Four control lines to the kite provided a method of steering; these lines were paid out or drawn in from large spools mounted on the front of the carriage. Large wheels allowed the carriage to utilise the power from the kites effectively. In addition to controlling the kites, the driver had to steer the carriage by means of a T-bar which controlled the direction of the front wheels, and was responsible for the brake, an iron bar mounted on the carriage which dug into the road when the lever was pulled. Controlling the Charvolant was difficult, and this may have been why it never became successful commercially, even though it escaped the tolls levied on the roads for horse-drawn carriages: tolls were applied according to the number of horses and since the Charvolant had none it incurred no charge.
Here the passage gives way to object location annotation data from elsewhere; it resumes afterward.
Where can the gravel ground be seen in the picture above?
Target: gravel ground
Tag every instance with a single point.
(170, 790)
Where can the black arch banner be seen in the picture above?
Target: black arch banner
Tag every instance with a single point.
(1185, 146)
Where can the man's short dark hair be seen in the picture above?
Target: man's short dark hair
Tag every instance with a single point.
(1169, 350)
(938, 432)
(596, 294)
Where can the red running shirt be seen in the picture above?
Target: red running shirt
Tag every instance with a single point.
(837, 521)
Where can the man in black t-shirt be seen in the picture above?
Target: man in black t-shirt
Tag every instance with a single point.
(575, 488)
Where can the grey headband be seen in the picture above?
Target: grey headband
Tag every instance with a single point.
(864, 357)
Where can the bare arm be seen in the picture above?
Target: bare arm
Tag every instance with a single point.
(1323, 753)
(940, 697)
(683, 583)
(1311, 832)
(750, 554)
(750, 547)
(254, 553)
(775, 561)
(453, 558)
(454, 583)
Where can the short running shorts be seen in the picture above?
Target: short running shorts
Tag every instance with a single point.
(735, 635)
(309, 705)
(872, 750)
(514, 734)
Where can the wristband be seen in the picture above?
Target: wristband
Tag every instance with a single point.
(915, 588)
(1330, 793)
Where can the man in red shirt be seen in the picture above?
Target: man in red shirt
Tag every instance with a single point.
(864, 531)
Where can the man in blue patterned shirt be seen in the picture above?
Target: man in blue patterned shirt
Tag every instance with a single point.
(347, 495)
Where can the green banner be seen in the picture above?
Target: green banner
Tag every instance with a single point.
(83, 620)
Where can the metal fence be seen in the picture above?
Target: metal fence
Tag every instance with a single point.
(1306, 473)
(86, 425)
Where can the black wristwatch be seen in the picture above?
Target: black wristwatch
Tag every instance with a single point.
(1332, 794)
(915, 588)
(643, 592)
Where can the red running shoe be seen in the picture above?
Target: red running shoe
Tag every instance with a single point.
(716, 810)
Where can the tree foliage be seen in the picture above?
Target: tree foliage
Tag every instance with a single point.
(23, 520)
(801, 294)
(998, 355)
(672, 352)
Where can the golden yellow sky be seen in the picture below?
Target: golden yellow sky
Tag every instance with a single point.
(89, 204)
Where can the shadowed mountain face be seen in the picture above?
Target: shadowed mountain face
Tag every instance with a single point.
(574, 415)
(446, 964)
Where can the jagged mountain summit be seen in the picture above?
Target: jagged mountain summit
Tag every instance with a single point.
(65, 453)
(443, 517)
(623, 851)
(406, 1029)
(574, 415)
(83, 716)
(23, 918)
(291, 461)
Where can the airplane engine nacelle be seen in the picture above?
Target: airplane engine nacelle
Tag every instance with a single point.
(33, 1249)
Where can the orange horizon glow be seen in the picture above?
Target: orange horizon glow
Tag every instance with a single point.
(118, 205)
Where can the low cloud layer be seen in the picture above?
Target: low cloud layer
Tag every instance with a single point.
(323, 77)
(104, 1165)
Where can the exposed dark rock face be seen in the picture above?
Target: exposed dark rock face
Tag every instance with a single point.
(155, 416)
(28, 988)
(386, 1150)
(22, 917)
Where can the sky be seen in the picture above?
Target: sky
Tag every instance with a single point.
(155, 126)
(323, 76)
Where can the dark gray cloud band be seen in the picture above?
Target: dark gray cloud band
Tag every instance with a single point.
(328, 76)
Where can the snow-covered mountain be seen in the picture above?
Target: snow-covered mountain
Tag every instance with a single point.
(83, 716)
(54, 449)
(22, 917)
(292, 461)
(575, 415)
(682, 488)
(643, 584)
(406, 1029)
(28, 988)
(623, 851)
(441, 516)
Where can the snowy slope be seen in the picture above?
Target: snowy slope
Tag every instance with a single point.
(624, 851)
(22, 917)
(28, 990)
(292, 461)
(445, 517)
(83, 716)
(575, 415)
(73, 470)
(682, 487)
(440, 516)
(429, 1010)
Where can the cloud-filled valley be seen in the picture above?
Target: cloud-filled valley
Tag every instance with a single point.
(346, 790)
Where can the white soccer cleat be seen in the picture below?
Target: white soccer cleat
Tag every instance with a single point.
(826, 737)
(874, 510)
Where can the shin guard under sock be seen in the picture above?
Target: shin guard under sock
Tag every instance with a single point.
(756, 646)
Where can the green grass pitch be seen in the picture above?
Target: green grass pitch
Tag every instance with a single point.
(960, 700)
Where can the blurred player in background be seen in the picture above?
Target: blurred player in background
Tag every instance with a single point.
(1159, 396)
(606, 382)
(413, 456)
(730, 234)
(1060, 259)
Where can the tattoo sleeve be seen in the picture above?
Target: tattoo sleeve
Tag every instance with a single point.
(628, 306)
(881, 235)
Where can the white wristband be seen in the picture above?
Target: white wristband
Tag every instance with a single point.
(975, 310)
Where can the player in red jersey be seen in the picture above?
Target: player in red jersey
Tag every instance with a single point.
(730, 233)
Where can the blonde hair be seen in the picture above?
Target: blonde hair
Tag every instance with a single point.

Pocock advocated other uses for kites in his book, including auxiliary sail power for ships (similar to modern traction kites), a means of dropping anchor and effecting rescues from shipwrecks. He also used his book to advertise other of his inventions, including a celestial globe for viewing the stars that a teacher and pupils could stand inside.

He died of bronchitis at his home in Bristol on 9 November 1843.